Я опустил руку в воду. Какая же холодная. Мы были почти напротив нашего отеля.
– Мне пора, – сказал бармен. – Я должен вернуться к одиннадцати. L’heure du cocktail[31].
– Как скажете.
Я выбрал леску и намотал ее на палку с зарубками на концах. Бармен подгреб к кнехту на каменном причале и закрепил лодку с помощью цепи и замка.
– Можете ее брать в любое время, – сказал он. – Я вам дам ключ.
– Спасибо.
Мы поднялись в отель и дошли до бара. У меня не было желания снова пить в такую рань, поэтому я поднялся наверх. В нашем номере коридорная как раз закончила уборку, а Кэтрин еще не вернулась. Я прилег на кровать и старался ни о чем не думать.
Потом пришла Кэтрин, и все встало на свои места. Внизу нас дожидалась Фергюсон. Она пришла на ленч.
– Ты ведь не против? – спросила Кэтрин.
– Нет, – ответил я.
– Милый, что-то случилось?
– Сам не знаю.
– Я знаю. У тебя ничего не осталось. Только я, а я взяла и ушла.
– Точно.
– Прости, милый. Я понимаю, как это ужасно – когда вдруг у тебя ничего не остается.
– Моя жизнь всегда была чем-то заполнена, – сказал я. – А теперь, если тебя нет рядом, у меня больше ничего нет.
– Но ведь я буду с тобой. Я ушла всего на пару часов. Неужели ты не мог себя ничем занять?

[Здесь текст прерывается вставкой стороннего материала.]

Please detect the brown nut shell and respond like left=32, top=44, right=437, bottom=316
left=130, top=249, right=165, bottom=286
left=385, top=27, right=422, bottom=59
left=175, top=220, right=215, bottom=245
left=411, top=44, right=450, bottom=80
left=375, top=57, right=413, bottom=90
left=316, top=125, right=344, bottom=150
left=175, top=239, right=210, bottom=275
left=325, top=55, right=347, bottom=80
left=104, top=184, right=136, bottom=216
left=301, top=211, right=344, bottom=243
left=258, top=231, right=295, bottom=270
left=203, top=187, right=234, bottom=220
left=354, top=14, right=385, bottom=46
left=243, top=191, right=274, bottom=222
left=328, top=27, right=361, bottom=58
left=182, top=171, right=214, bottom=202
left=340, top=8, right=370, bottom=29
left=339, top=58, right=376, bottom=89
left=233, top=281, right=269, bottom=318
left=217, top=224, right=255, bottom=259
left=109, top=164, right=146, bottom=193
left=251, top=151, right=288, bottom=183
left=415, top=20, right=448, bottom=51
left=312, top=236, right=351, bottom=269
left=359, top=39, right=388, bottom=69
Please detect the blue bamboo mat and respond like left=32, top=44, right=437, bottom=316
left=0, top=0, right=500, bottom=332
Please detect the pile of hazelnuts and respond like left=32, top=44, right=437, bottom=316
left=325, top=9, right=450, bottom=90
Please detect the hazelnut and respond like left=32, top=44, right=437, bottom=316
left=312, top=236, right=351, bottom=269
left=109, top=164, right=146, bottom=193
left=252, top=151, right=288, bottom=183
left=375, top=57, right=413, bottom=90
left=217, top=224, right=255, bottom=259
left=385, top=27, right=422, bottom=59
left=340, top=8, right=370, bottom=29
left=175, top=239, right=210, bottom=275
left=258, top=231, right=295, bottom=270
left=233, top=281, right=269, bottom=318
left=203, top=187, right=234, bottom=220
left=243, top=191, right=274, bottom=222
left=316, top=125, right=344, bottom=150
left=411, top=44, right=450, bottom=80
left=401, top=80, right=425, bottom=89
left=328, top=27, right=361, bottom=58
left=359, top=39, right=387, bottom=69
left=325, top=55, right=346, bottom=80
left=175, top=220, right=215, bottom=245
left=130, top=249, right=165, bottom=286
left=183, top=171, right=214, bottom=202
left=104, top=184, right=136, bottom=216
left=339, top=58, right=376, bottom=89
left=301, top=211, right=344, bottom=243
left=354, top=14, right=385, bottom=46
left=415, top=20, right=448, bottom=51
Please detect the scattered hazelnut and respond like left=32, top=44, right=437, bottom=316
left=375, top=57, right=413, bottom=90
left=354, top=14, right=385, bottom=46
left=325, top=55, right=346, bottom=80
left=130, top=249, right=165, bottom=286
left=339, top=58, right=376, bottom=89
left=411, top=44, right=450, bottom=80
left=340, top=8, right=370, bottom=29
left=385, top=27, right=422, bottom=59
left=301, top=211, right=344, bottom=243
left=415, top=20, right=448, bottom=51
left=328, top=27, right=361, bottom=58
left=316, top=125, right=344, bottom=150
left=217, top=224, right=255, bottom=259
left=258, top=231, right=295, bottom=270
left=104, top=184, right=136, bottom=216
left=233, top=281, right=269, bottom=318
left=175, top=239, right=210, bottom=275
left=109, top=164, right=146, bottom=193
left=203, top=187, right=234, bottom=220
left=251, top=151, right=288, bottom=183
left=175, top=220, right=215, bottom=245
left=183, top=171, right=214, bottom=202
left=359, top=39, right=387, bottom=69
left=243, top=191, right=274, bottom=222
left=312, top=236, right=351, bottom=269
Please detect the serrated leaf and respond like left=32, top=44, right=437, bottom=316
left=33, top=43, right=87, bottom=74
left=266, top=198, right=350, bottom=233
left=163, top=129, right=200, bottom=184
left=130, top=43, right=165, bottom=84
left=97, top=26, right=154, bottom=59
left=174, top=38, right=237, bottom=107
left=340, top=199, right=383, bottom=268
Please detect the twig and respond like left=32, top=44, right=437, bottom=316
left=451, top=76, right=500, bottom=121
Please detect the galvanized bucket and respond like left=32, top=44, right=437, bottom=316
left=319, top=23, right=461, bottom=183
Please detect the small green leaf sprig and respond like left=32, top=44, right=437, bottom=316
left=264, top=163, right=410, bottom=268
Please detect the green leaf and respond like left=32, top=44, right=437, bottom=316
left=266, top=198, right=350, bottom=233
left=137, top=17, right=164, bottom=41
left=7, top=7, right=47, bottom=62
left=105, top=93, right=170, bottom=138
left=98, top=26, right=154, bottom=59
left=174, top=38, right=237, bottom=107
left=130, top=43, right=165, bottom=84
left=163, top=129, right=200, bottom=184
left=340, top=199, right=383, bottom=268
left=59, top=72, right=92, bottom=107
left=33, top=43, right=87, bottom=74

– Я поехал с барменом на рыбалку.
– Ты получил удовольствие?
– Да.
– Не думай обо мне, когда меня нет рядом.
– Так я поступал на фронте. Но тогда мне было что делать.
– Отелло, оставшийся без войска, – подразнила она меня.

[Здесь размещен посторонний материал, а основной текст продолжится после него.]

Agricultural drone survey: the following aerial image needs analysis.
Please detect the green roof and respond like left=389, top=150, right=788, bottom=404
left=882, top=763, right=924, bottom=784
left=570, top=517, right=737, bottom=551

– Отелло был мавром, – сказал я. – К тому же я не ревнив. Просто я так тебя люблю, что все остальное не существует.
– Обещаешь быть пай-мальчиком и быть обходительным с Фергюсон?
– Я с ней всегда обходителен, если она меня не костерит.

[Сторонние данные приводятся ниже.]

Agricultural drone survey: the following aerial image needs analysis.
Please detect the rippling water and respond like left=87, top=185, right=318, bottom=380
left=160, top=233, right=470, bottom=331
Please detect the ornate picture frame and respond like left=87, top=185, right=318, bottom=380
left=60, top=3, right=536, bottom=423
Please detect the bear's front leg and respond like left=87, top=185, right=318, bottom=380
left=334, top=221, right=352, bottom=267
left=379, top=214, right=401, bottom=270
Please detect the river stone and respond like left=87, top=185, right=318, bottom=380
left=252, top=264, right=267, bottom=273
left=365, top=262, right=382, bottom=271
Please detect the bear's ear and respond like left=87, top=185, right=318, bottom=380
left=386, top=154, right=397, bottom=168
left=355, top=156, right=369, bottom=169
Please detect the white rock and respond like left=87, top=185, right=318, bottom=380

– Будь с ней обходительным. Сам подумай, у нас столько всего, а у нее ничего нет.
– Не думаю, что ей нужно то, что есть у нас.
– Такой умный мальчик и так мало понимает.
– Я буду с ней обходителен.
– Не сомневаюсь. Ты ведь такой милый.
– Она же не останется после ленча?
– Нет. Я от нее избавлюсь.
– И мы придем сюда?
– Конечно. А чего, по-твоему, я хочу?
Мы спустились вниз. На Фергюсон огромное впечатление произвел отель и великолепие ресторана. Хороший ленч мы сопроводили двумя бутылками белого капри. Граф, войдя в ресторан, отвесил нам поклон. С ним была племянница, чем-то напомнившая мне мою бабушку. Я рассказал про него девушкам, и Фергюсон мой рассказ изрядно впечатлил. Несмотря на то что роскошный отель был практически пустой, кормили нас хорошо, вино было отличное, и после двух бутылок все пребывали в прекрасном расположении духа. Кэтрин не надо было ничего другого. Она выглядела счастливой. Фергюсон развеселилась. И мне было хорошо. После ленча Фергюсон ушла в свою гостиницу. Сказала, что хочет прилечь после такого застолья.